I mentioned the other day that my lower half is filled with bruises. I can’t believe how much I walk into things on a daily basis that remind me where these bruises are located. It’s bad enough to be bruised and broken, but to bump into them constantly adds a whole other layer. Today I somewhat sabotaged my effort to get out there for a run, because I was nervous my legs would get even more purple. I know that’s not true, but man, I am kind of avoiding exercise.
So, let’s first look at the damage… my ripped up arch from rock climbing: Don’t try this at home.
My scrapped up leg from a) walking into an open drawer and b) rock climbing.
My other bruised shin from… I’m not quite sure, but let’s go with rock climbing + my tendonitis brace.
And, there are more bruises above my knee caps, but they didn’t photograph too well.
I need to start following my word for May: Commit
Since becoming pregnant, oh, so long ago, I feel like I have been horrible when it comes to committing to anything. I barely can make a decision to order dinner from a menu, let alone commit to training plans and everything else under the sun. I feel like my brain has gone on the fritz and I’ve been working diligently the past six months to reconnect some wiring. Anybody else experience this?
I want to commit to getting my workouts in for the month of May. Not only finishing them, but committing to getting up at 5am every day and working out – will I regret saying – weekends included.
5am. Five am. Five a m.
My morning mantra: Do you want to run this marathon or not?

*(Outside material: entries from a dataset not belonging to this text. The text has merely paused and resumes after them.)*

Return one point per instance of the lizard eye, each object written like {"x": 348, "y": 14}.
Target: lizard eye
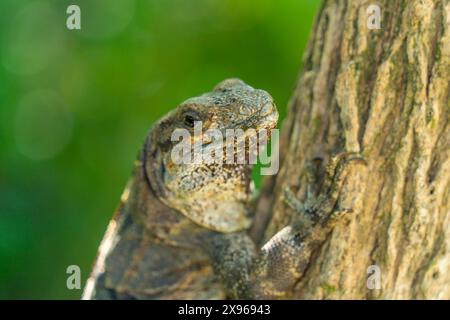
{"x": 189, "y": 119}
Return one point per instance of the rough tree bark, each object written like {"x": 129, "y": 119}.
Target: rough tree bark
{"x": 386, "y": 94}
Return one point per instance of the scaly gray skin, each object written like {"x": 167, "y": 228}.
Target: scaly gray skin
{"x": 180, "y": 231}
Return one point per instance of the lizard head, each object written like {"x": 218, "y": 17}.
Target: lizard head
{"x": 213, "y": 193}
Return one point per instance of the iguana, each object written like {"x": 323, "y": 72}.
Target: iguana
{"x": 180, "y": 231}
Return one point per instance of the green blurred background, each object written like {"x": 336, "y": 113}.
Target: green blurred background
{"x": 75, "y": 106}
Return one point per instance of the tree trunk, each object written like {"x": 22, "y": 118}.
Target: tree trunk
{"x": 386, "y": 94}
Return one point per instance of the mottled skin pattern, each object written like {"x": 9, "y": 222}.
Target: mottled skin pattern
{"x": 180, "y": 231}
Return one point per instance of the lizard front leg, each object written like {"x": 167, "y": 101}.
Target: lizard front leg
{"x": 273, "y": 271}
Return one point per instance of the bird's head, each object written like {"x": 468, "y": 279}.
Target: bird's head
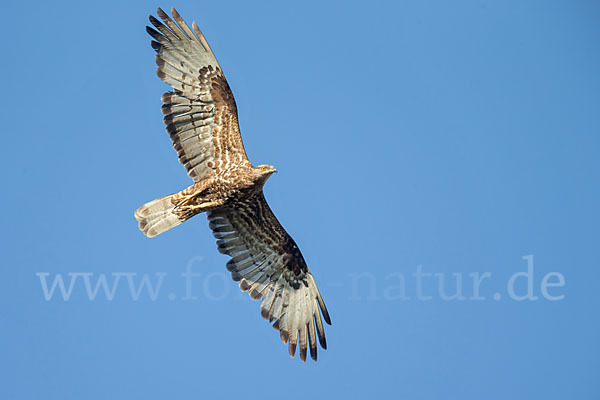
{"x": 264, "y": 171}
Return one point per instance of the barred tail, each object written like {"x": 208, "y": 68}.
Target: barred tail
{"x": 157, "y": 216}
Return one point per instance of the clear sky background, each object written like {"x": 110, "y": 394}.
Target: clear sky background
{"x": 455, "y": 136}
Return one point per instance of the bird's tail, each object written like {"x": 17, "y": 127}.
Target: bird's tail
{"x": 158, "y": 216}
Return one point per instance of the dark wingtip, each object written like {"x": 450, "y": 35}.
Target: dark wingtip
{"x": 284, "y": 335}
{"x": 161, "y": 13}
{"x": 264, "y": 313}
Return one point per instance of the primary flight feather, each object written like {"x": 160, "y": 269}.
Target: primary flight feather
{"x": 201, "y": 119}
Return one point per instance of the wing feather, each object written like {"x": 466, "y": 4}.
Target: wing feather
{"x": 269, "y": 265}
{"x": 200, "y": 114}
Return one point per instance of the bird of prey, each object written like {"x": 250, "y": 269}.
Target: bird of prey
{"x": 202, "y": 121}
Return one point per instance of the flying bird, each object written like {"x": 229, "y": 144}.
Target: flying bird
{"x": 202, "y": 121}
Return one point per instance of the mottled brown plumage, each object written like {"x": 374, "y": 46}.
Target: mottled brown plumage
{"x": 202, "y": 121}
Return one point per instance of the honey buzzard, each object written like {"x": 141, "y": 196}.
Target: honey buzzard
{"x": 201, "y": 119}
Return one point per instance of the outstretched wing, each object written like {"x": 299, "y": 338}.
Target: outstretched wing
{"x": 269, "y": 265}
{"x": 200, "y": 114}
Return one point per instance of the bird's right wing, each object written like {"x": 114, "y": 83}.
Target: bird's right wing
{"x": 269, "y": 265}
{"x": 200, "y": 114}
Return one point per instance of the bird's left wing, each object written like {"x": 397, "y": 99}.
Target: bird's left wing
{"x": 269, "y": 265}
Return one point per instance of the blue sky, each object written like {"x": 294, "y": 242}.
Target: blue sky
{"x": 450, "y": 138}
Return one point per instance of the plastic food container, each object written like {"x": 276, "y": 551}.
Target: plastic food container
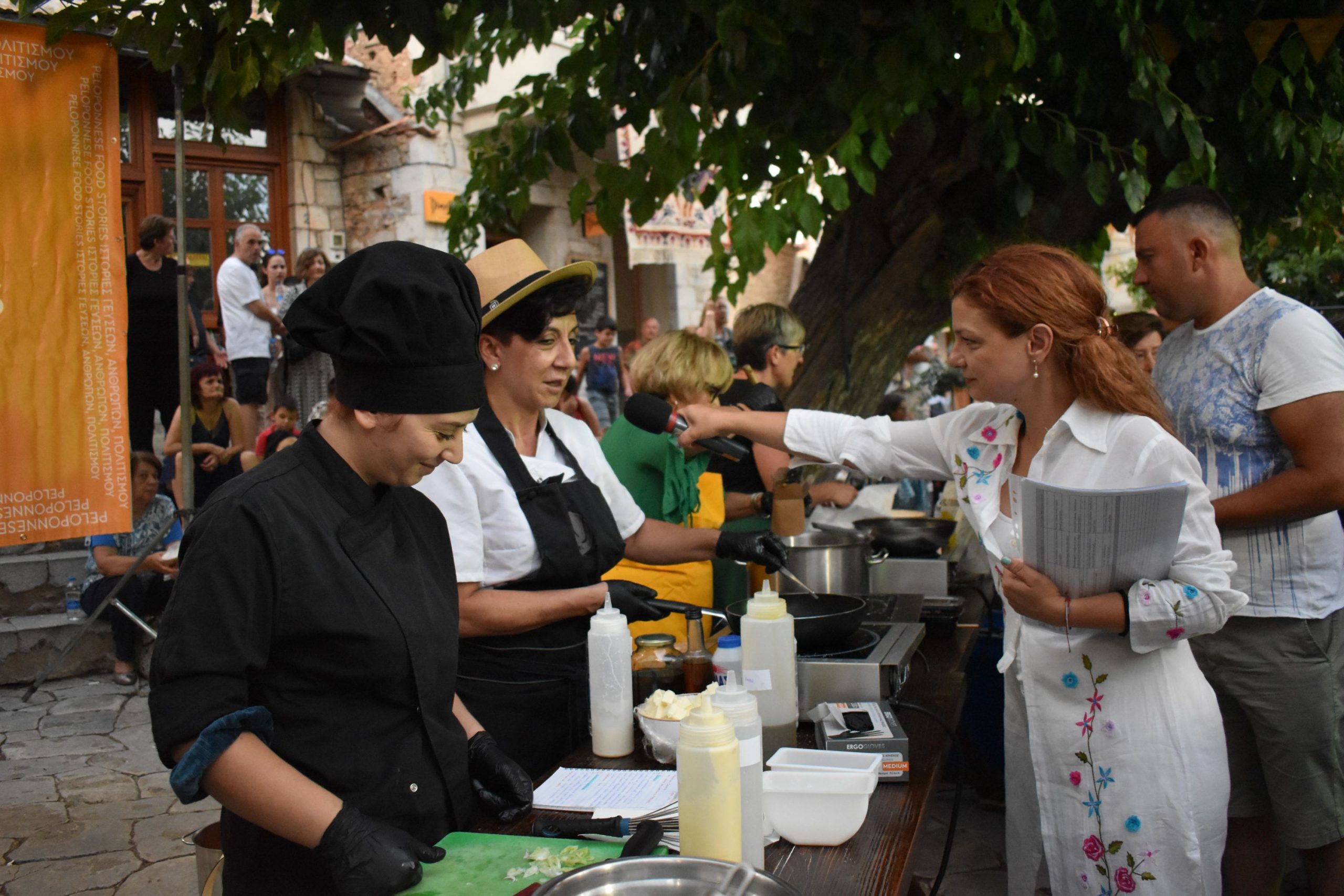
{"x": 817, "y": 808}
{"x": 800, "y": 760}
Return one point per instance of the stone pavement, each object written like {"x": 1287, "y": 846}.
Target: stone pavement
{"x": 85, "y": 804}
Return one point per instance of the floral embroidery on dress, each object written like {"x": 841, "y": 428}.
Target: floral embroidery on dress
{"x": 1126, "y": 878}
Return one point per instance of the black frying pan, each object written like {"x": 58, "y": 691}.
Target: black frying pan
{"x": 908, "y": 536}
{"x": 819, "y": 621}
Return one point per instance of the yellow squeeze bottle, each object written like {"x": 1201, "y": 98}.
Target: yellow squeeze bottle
{"x": 709, "y": 785}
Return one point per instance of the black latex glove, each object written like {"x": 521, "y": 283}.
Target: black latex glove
{"x": 368, "y": 858}
{"x": 753, "y": 547}
{"x": 634, "y": 601}
{"x": 502, "y": 786}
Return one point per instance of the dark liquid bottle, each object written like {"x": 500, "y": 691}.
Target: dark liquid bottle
{"x": 697, "y": 664}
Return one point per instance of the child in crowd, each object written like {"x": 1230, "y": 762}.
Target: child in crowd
{"x": 282, "y": 419}
{"x": 601, "y": 362}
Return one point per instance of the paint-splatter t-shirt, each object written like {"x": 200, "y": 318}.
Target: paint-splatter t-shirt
{"x": 1220, "y": 385}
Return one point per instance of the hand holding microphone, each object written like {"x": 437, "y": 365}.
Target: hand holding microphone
{"x": 652, "y": 414}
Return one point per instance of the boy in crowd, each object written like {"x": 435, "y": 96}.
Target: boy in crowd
{"x": 601, "y": 362}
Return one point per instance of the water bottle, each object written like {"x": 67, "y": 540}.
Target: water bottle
{"x": 709, "y": 785}
{"x": 740, "y": 708}
{"x": 611, "y": 687}
{"x": 771, "y": 668}
{"x": 75, "y": 613}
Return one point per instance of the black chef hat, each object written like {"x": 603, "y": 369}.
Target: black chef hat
{"x": 402, "y": 324}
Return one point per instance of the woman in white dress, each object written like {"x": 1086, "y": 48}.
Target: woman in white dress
{"x": 1116, "y": 763}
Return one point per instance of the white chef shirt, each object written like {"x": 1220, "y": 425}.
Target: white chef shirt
{"x": 1086, "y": 449}
{"x": 1220, "y": 383}
{"x": 492, "y": 542}
{"x": 246, "y": 335}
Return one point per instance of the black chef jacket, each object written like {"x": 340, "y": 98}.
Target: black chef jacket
{"x": 332, "y": 605}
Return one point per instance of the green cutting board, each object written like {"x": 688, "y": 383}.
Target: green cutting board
{"x": 476, "y": 863}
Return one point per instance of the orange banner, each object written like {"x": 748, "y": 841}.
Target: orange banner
{"x": 64, "y": 444}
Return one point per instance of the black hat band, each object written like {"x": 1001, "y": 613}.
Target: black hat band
{"x": 411, "y": 390}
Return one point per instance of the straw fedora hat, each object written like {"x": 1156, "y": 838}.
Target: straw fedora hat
{"x": 511, "y": 272}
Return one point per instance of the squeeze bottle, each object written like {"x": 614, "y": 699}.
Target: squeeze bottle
{"x": 740, "y": 707}
{"x": 709, "y": 785}
{"x": 611, "y": 687}
{"x": 771, "y": 668}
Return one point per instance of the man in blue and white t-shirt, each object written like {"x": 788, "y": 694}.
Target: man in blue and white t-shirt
{"x": 1254, "y": 383}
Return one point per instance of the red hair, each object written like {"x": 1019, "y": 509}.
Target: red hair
{"x": 1019, "y": 287}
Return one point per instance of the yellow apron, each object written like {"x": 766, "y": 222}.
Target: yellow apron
{"x": 686, "y": 582}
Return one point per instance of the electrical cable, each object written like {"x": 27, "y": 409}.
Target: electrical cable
{"x": 956, "y": 797}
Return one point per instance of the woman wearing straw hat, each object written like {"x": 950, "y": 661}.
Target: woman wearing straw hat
{"x": 304, "y": 675}
{"x": 537, "y": 518}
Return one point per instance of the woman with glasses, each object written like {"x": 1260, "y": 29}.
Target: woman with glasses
{"x": 668, "y": 483}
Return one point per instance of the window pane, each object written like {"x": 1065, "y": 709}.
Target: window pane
{"x": 246, "y": 196}
{"x": 200, "y": 269}
{"x": 198, "y": 194}
{"x": 195, "y": 125}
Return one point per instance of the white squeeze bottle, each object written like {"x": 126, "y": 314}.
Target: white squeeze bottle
{"x": 709, "y": 785}
{"x": 611, "y": 686}
{"x": 740, "y": 707}
{"x": 771, "y": 668}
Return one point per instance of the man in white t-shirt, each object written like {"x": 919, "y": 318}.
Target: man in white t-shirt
{"x": 249, "y": 324}
{"x": 1254, "y": 383}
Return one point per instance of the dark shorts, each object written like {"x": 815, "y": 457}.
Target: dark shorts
{"x": 250, "y": 376}
{"x": 1280, "y": 686}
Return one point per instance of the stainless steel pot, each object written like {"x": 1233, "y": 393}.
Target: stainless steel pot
{"x": 831, "y": 562}
{"x": 664, "y": 876}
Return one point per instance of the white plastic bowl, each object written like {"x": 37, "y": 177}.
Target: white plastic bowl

I just hope the answer is always a resounding YES. Or I could just repeat “commit” and think as few thoughts as possible while I run out the door, before I know what’s happening.
I haven’t done the greatest job of putting on my oxygen mask first, and then caring for those around me. Instead, I’ve been gasping for air, barely making it through, exhausted, stressed and breaking down (see: bruises/tendonitis) while doing for everyone, but me. Oh, cry me a river, I say to myself. So many people have it worse.
I will get through this slump, as I have made it through several more severe slumps in the past year. Once my body is back in full motion, it’ll feel like the entire world has changed for the better. It’s amazing what a short run will do to one’s whole perception…
Oh, and I forgot to mention that for Miles’ birthday he got his very own box of personalized Goldfish from my Aunt Bee. How awesome are these?? I finally let him have some 🙂
When I feel like a whiney punk, I just look at those chipmunk teeth smiling wide. Where did this happy child come from? He’s always smiling, playing, loving and soooooo easy to go to bed. He’s like the awesomest kid ever. No, you can’t have him. He’s my baby guy.